Per una partita 4.000 euro: ecco i conti degli arbitri in serie A

29 Aprile 2026

Quanto guadagnano i fischietti italiani nella massima categoria: tra parte fissa e una ventina di presenze si possono sfiorare 170mila euro

PESCARA. Fischi, fischietti, polemiche e conti in banca. La domanda è semplice: quanto guadagna un arbitro italiano di alto livello? Gli arbitri in Italia hanno introiti superiori rispetto a quelli inglesi e francesi, ma inferiori ai colleghi spagnoli e tedeschi. Dirigere una partita di serie A vale (al lordo) 4000 euro.

In serie B, si scende a 2 mila euro. Il Var in A “incassa” a partita 1700 euro e in B 800 euro. Da quarto uomo 500 euro in A e 200 in B. Per gli assistenti, 1400 euro in A e 600 in B. Per l’Avar, 800 euro in A e 400 euro in B. Inoltre è prevista una parte fissa annuale: 30.000 euro per chi ha meno di 50 presenze, 60.000 per chi ne ha più di 50 e 90.000 per gli internazionali. Oggi con una ventina di partite dirette, lo stipendio annuale di un arbitro internazionale si aggira sui 160-170.000 euro lordi. Fare l’arbitro sarà pure una “missione”, di sicuro a certi livelli è ben remunerata.

Ancor meglio se si ricopre l’incarico di direttore di gara, ma non si lamentano neppure gli addetti al Var o gli assistenti. Dopo 34 giornate di campionato Massa di Imperia (che ha pure fischiato, tra l’altro, in cinque partite di Champions League e tre di Europa League) ha guadagnato solo per la serie A ben 154.000 euro (64.000 più 90.000), contro i 150.000 (60.000 più 90.000) di Guida, Mariani e Sozza.

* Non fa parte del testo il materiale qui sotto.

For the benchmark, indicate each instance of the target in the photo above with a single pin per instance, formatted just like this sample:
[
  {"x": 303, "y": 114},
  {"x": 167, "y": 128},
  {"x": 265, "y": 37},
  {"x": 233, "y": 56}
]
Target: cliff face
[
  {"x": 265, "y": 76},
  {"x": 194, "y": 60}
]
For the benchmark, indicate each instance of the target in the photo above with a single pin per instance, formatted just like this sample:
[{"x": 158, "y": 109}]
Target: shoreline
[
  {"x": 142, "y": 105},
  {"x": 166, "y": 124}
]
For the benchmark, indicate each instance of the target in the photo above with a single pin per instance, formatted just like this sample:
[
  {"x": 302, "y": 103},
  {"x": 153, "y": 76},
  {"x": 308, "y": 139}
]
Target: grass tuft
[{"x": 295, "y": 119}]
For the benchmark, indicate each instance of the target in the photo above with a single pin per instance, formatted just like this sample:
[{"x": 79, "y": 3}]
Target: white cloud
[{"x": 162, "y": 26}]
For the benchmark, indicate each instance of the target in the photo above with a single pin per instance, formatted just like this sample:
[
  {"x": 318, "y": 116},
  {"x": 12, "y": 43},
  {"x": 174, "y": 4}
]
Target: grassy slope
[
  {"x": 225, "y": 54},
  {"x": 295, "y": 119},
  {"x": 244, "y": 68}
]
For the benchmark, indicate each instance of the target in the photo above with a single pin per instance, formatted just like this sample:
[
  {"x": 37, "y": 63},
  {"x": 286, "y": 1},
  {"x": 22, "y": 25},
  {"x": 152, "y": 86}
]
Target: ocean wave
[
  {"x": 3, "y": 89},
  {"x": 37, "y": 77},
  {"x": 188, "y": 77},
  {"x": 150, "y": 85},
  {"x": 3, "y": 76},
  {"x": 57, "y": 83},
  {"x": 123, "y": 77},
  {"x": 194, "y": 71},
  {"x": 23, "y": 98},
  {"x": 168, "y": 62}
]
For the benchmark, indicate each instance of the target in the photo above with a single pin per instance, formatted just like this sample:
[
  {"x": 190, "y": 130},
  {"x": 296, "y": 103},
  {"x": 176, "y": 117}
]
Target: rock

Doveri (finito suo malgrado nelle carte dell’inchiesta milanese poiché indicato come "arbitro poco gradito all’Inter"), pur avendo diretto più partite (17), per ora è fermo a 128.000 perché il compenso fisso è inferiore (60.000). Fra i dieci arbitri italiani più utilizzati in A ci sono anche Fabbri, La Penna, Zufferli, Colombo e Chiffi (con 14 gare) e Marchetti. Il designatore Can, invece, ha un ruolo manageriale e tecnico di elevata responsabilità, gestendo le nomine per i campionati professionistici più importanti d'Italia. Contrattualizzato con la FIGC-AIA, il compenso si aggira intorno ai 200 mila euro lordi all'anno.

In sintesi, un arbitro di serie A può guadagnare cifre importanti, soprattutto ai livelli più alti. Tuttavia, il loro reddito non è uniforme né garantito: dipende da esperienza, rendimento e numero di designazioni. Il ruolo resta quindi ben remunerato, ma anche altamente selettivo e sottoposto a forte pressione mediatica.